I'm concerned with the total number of ones, and the total number of runs, but not with the size of any of the runs.
For example, $N=8$, $R=3$, $C=5$ includes 11101010, 01101011 among the 24 total possible strings.
I can compute these for small $N$ easily enough, but I am specifically interested in the distribution for $N=65536$. As this will result in very large integers, the log probability distribution is equally useful.
I found [1] and [2], which includes this:
Let $N_{n;g_k,s_k}$ denote the number of binary strings which contain for given $g_k$ and $s_k$, $g_k=0,1,…,⌊\frac{s_k}{k}⌋$, $s_k=0,k,k+1,…,n$, exactly $g_k$ runs of 1’s of length at least $k$ with total number of 1’s (with sum of lengths of runs of 1’s) exactly equal to $s_k$ in all possible binary strings of length $n$.
An expression for this is given in eq. (24):
$N_{n;g_k,s_k} = \sum_{y=0}^{n-s_k}
{y+1 \choose g_k }
{s_k-(k-1)g_k-1 \choose g_k-1}
\sum_{j=0}^{⌊\frac{n-y-s_k}{k}⌋}
(-1)^j
{y+1-g_k \choose j}
{n-s_k-kj-g_k \choose n-s_k-kj-y}
$
for $g_k \in \{1, …, ⌊\frac{s_k}{k}⌋\}$, $s_k \in \{k, k+1, …, n\}$.
I think this is exactly what I'm looking for, with $k = 1$, $s_k = C$ and $g_k = R$. However, when I implemented this I did not get the expected results (Python shown below, edge cases omitted), based on comparing to counting all strings for N=8. I am working backwards to try to understand where I might have gone wrong, but not having much luck yet.

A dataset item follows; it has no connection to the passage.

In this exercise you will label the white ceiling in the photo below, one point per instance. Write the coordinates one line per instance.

I wonder if I am misunderstanding the result.
def F(x, y, n):
# x = C or s_k (cardinality)
# y = R or g_k (runCount)
# n = N (total bits)
a1 = 0
for z in range(n-x+1):
b1 = choose(z+1, y) * choose(x-1, y-1)
a2 = 0
for j in range(n-z-x+1):
a2 += (-1) ** j * choose(z+1-y, j) * choose(n-x-j-y, n-x-j-z)
a1 += b1 * a2
return a1
Note that the choose function uses factorial, which I realize won't work for larger $N$ – but should be fine for $N=8$.
Edit: corrected a sign error typo in eq. (24) and the equivalent error in the python code.

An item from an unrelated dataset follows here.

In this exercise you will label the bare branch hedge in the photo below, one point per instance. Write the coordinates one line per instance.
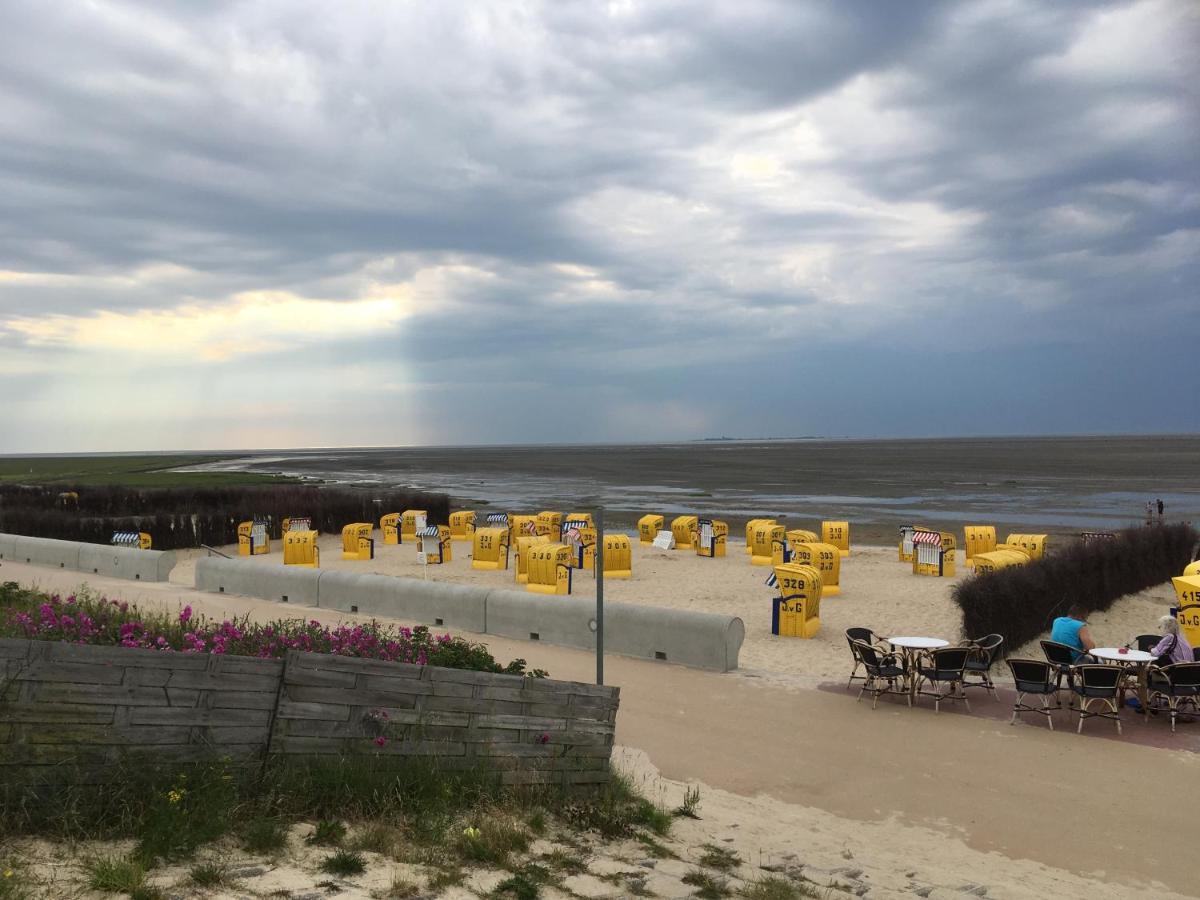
(1021, 603)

[1] Counting Runs of Ones and Ones in Runs of Ones in
Binary Strings, Frosso S. Makri, Zaharias M. Psillakis, Nikolaos Kollas https://file.scirp.org/pdf/OJAppS_2013011110241057.pdf
[2] On success runs of a fixed length in Bernoulli sequences: Exact and asymptotic results, Frosso S.Makria, Zaharias M.Psillakis http://www.sciencedirect.com/science/article/pii/S0898122110009284
Best Answer
Consider a binary string and let's put an additional (dummy) fixed $0$ at the start of the it. We individuate as a run a $0$ followed by contiguous $1$'s.
So, given a string of length $N$, total of ones $C$, and number of runs $R$, we will have $N-C$ zeros, of which $N-C-R+1$ are "free", that is not tight to mark the runs.

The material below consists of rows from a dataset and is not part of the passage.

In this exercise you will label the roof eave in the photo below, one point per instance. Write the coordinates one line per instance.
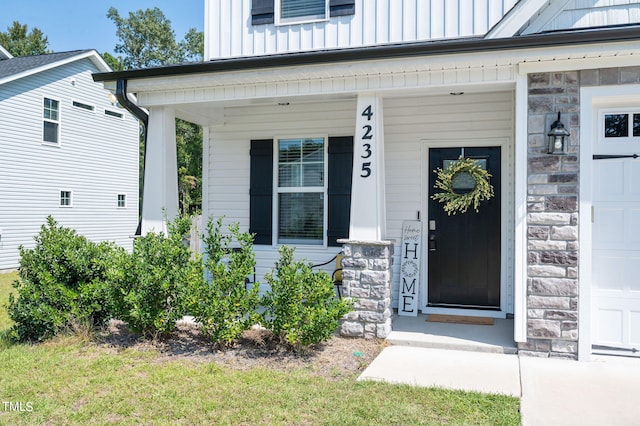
(428, 48)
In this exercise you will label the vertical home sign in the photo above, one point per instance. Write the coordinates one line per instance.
(410, 253)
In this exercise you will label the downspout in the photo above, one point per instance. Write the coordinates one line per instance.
(140, 114)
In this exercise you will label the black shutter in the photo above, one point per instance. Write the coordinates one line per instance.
(342, 7)
(261, 191)
(339, 188)
(262, 12)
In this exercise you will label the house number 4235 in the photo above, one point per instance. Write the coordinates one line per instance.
(367, 135)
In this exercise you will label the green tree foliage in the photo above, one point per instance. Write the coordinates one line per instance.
(189, 149)
(61, 283)
(20, 42)
(301, 307)
(223, 305)
(149, 287)
(148, 40)
(114, 62)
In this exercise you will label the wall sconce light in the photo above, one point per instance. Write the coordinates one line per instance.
(558, 138)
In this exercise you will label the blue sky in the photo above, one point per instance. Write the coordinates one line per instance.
(83, 24)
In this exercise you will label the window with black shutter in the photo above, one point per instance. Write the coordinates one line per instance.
(299, 202)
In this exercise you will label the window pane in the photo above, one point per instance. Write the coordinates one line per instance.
(50, 132)
(301, 162)
(65, 198)
(313, 174)
(616, 125)
(50, 109)
(302, 8)
(301, 218)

The number of ways to constitute the runs is the number of (standard) compositions of $C$ into $R$ parts, that is $$ {{C-1} \choose {R-1}}$$.
The number of ways to place the "free" zeros will be equal to the number of weak compositions of their number into $R+1$ parts (in front of the first and then after each run), i.e.: $$ {{N-C-R+1+R+1-1} \choose {R}}={{N-C+1} \choose {R}}$$.
Which confirms N.Shales's answer, so that the merit should go to him.
Addendum
Concerning formula (24), for what I can see, it looks like that in the 3rd binomial ${{y+1+g_k} \choose {j}}$ there is a sign typo, and that it should be $\cdots -g_k$.
Then putting for instance $k=1,\; s_k=n-1 \; g_k=2$ it will correctly give $n-2$,
and with $k=1,\; s_k=C \; g_k=R$ it will give the formula above.
But not having the full text, I cannot check that further.